During a sightseeing tour of Murmansk, tourists visit a very colorful and curious place - the decommissioned nuclear icebreaker "Lenin", which has become a museum.

     A little history: the construction of the first in the USSR atomic icebreaker began in the summer of 1956 in Leningrad. Its construction became significant for that time: the conquest of the Arctic was proceeding by leaps and bounds, and at that time the question of updating and modernizing the Northern Fleet was acute. The peaceful atom became the service of the people.

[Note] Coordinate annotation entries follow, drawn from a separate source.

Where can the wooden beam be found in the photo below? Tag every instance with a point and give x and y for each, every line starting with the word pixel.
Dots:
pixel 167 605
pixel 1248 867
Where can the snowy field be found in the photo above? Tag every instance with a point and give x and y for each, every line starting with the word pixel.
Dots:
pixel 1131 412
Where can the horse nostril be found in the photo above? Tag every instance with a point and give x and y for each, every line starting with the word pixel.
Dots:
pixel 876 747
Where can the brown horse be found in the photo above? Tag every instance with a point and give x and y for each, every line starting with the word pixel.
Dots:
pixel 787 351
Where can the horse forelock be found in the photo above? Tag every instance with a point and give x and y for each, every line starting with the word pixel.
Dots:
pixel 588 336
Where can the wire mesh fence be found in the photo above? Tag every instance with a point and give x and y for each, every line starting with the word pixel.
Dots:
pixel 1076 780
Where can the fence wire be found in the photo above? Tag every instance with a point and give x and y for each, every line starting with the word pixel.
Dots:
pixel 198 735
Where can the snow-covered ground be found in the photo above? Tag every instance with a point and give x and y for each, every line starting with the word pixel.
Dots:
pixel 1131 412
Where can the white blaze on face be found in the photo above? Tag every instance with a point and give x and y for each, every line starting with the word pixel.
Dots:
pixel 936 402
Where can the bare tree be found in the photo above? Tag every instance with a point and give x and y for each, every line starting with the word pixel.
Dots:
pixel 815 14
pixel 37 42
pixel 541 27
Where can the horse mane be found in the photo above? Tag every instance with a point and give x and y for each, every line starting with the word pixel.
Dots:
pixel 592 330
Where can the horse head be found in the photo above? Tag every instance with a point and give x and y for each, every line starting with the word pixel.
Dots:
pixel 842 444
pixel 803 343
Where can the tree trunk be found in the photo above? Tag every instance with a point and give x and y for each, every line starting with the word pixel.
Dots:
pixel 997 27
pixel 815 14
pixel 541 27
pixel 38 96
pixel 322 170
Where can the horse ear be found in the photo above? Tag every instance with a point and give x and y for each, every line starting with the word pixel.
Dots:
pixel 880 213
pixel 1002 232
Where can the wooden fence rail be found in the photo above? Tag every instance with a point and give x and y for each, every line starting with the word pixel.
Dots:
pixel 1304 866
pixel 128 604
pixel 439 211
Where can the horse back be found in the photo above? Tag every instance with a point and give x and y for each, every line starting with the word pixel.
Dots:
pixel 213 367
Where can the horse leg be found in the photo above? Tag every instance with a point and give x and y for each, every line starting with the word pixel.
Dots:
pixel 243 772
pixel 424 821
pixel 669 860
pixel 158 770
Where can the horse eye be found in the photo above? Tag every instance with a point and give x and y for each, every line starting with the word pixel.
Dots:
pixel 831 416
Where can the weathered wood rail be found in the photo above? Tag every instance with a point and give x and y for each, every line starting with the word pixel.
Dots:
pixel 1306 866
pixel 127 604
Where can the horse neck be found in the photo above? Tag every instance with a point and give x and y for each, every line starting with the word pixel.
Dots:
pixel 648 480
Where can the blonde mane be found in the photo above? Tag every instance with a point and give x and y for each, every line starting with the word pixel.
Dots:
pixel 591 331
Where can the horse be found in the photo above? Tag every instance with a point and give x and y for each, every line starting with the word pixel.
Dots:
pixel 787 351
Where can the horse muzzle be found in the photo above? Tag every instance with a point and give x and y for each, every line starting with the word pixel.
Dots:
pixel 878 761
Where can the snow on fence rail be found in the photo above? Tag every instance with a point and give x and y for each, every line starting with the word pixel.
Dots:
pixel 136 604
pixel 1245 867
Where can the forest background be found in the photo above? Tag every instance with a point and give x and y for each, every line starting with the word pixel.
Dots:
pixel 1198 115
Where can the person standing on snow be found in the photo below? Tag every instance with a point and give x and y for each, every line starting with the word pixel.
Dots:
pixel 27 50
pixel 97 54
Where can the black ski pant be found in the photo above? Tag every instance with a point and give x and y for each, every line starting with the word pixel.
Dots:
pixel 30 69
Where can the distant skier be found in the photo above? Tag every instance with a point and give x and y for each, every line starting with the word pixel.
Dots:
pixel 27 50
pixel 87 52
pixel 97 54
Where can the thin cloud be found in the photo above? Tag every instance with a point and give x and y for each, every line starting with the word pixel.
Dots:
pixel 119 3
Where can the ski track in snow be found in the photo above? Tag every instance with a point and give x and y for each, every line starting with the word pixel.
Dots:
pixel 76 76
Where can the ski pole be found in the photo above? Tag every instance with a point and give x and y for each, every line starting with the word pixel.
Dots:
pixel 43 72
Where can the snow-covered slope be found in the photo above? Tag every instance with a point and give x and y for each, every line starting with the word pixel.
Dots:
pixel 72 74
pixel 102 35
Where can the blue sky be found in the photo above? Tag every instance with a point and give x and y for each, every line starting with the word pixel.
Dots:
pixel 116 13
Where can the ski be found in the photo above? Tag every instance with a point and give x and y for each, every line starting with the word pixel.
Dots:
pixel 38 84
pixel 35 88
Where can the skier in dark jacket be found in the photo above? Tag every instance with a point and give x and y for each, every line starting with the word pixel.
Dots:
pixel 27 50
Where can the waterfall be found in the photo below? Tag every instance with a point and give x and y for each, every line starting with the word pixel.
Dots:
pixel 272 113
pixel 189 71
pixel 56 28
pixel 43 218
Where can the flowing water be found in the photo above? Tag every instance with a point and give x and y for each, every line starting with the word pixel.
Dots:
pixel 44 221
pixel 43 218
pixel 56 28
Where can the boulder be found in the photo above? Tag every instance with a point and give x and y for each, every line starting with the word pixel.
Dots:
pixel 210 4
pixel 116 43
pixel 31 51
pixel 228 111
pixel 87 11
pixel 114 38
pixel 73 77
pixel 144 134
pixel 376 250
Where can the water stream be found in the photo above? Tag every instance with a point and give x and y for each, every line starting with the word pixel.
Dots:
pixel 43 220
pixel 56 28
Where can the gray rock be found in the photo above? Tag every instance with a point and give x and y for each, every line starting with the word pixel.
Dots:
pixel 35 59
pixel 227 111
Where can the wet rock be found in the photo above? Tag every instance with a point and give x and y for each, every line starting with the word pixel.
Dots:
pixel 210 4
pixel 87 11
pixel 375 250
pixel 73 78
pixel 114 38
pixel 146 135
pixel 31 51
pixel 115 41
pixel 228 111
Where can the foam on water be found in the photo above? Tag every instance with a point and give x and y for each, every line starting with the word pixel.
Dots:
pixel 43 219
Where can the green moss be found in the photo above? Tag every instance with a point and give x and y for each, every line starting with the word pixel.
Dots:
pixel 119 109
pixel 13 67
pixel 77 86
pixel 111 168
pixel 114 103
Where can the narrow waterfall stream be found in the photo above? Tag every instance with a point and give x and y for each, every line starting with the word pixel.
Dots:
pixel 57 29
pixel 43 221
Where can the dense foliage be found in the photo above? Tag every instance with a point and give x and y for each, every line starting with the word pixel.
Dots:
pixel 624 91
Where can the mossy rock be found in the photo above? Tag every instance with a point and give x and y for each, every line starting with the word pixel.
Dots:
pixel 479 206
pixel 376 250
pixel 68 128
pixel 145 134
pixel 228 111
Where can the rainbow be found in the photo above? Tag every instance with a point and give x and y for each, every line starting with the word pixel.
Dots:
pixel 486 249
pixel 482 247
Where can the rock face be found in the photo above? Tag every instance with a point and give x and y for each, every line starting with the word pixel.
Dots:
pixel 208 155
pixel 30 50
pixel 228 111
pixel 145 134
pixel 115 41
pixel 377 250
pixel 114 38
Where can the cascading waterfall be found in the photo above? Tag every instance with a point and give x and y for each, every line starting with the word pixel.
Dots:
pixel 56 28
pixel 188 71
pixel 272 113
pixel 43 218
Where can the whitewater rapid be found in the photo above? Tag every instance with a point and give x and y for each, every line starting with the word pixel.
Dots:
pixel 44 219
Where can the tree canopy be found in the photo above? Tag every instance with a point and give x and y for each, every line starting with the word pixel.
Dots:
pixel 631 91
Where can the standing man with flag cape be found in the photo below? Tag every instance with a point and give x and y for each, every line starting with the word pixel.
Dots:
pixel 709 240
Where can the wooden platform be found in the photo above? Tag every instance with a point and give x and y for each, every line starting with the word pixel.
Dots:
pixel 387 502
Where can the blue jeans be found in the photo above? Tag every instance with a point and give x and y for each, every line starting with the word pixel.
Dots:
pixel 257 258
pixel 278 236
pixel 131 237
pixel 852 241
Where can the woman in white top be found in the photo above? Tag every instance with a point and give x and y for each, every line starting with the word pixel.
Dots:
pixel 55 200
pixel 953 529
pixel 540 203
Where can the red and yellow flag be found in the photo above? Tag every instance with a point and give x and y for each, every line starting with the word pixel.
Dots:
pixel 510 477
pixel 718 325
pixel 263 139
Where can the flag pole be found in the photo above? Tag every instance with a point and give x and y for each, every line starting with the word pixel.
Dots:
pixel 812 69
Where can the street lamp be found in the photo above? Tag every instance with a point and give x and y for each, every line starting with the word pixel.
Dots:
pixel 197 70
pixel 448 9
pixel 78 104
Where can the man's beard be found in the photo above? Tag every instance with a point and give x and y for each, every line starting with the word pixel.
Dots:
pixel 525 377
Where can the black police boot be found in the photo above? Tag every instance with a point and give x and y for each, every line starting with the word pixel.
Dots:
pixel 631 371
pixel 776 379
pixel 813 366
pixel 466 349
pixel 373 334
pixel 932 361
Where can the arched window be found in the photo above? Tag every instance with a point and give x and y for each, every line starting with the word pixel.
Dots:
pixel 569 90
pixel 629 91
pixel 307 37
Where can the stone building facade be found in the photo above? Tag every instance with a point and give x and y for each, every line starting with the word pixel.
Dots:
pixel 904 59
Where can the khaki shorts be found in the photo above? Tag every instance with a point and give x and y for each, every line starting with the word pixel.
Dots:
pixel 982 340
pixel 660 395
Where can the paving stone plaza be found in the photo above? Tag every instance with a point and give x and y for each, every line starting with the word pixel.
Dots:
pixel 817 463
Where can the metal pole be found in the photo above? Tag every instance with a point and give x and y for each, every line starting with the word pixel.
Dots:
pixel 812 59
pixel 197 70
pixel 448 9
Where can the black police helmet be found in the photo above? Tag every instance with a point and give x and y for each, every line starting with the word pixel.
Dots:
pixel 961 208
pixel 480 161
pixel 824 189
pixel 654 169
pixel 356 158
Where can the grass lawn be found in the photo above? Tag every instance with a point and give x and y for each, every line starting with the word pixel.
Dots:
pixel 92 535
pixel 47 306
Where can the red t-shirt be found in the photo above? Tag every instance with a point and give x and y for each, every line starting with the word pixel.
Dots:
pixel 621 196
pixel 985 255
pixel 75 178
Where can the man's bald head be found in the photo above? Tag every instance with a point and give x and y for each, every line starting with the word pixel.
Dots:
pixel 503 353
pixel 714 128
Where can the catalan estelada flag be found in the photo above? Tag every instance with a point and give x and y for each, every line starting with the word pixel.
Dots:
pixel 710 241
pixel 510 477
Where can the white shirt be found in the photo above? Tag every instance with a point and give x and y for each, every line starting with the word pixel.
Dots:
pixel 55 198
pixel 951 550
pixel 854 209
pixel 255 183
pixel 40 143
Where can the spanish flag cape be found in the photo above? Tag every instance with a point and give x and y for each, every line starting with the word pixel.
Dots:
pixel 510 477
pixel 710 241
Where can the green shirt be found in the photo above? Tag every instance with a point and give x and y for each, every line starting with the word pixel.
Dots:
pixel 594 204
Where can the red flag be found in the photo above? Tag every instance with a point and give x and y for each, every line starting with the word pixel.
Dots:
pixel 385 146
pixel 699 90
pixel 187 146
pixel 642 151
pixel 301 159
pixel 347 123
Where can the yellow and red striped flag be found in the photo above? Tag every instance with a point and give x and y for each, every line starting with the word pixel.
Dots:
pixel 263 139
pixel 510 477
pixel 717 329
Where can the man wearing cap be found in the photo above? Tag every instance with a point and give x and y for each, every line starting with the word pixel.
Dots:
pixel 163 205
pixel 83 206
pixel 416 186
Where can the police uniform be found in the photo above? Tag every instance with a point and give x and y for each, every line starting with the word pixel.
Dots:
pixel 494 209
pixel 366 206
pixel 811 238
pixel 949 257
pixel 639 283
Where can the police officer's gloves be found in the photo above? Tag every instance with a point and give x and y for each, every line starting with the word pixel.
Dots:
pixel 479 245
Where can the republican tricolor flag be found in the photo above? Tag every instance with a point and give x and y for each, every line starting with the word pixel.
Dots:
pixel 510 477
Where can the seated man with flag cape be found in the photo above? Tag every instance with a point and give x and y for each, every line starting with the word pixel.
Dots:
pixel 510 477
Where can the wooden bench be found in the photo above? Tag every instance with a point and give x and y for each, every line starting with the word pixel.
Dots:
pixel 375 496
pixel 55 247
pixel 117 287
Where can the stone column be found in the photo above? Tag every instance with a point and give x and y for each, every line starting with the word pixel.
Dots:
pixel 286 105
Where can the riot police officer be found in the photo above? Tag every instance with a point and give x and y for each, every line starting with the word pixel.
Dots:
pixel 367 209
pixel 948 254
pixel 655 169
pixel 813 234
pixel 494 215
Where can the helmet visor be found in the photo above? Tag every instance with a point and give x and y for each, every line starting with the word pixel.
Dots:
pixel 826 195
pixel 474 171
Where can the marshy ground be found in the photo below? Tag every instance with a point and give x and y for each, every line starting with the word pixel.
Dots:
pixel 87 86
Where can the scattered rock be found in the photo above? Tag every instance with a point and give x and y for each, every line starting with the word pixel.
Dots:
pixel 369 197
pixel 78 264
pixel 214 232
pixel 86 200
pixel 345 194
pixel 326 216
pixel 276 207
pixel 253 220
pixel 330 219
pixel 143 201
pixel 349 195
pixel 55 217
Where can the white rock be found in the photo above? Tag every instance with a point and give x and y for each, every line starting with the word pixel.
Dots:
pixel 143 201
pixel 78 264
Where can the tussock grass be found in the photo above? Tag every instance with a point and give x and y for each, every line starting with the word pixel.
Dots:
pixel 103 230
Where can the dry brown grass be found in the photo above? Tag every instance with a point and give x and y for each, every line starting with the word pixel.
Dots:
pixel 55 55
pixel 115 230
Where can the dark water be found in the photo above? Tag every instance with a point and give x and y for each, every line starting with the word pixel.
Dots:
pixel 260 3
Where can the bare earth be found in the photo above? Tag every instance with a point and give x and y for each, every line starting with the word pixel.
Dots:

     Components for the icebreaker were supplied from different parts of the USSR: turbine generators were delivered from Kharkov, ship turbines - from Kirov. More than 500 enterprises participated in the construction of the ship. In 1960, the icebreaker Lenin became part of the Murmansk Shipping Company and the USSR gained tremendous superiority in the development of the Arctic. At the time of the laying, the icebreaker "Lenin" was the first nuclear powered surface ship and the first nuclear powered civil ship. Unlike the icebreaker "Lenin", the cargo-passenger ship "Savannah" with a nuclear power plant, created at about the same time in the USA, had a purely experimental designation. She did not show any obvious economic or other advantages over traditional vessels for the same purpose. The vessel was operated from 1962 to 1969 and after the completion of the planned test program, it was decommissioned (converted into a floating museum), remaining an ordinary episode in the US nuclear program. Civil nuclear shipbuilding in this country did not receive further development.

     In the USSR, on the contrary, the creation of the first nuclear icebreaker laid the foundation for the development of a new high-tech industry - nuclear shipbuilding - and the emergence, ultimately, of a whole fleet of nuclear ships.

     The icebreaker "Lenin" served for 30 years and in 1989 it was decommissioned and put to an eternal stop in the city of Murmansk.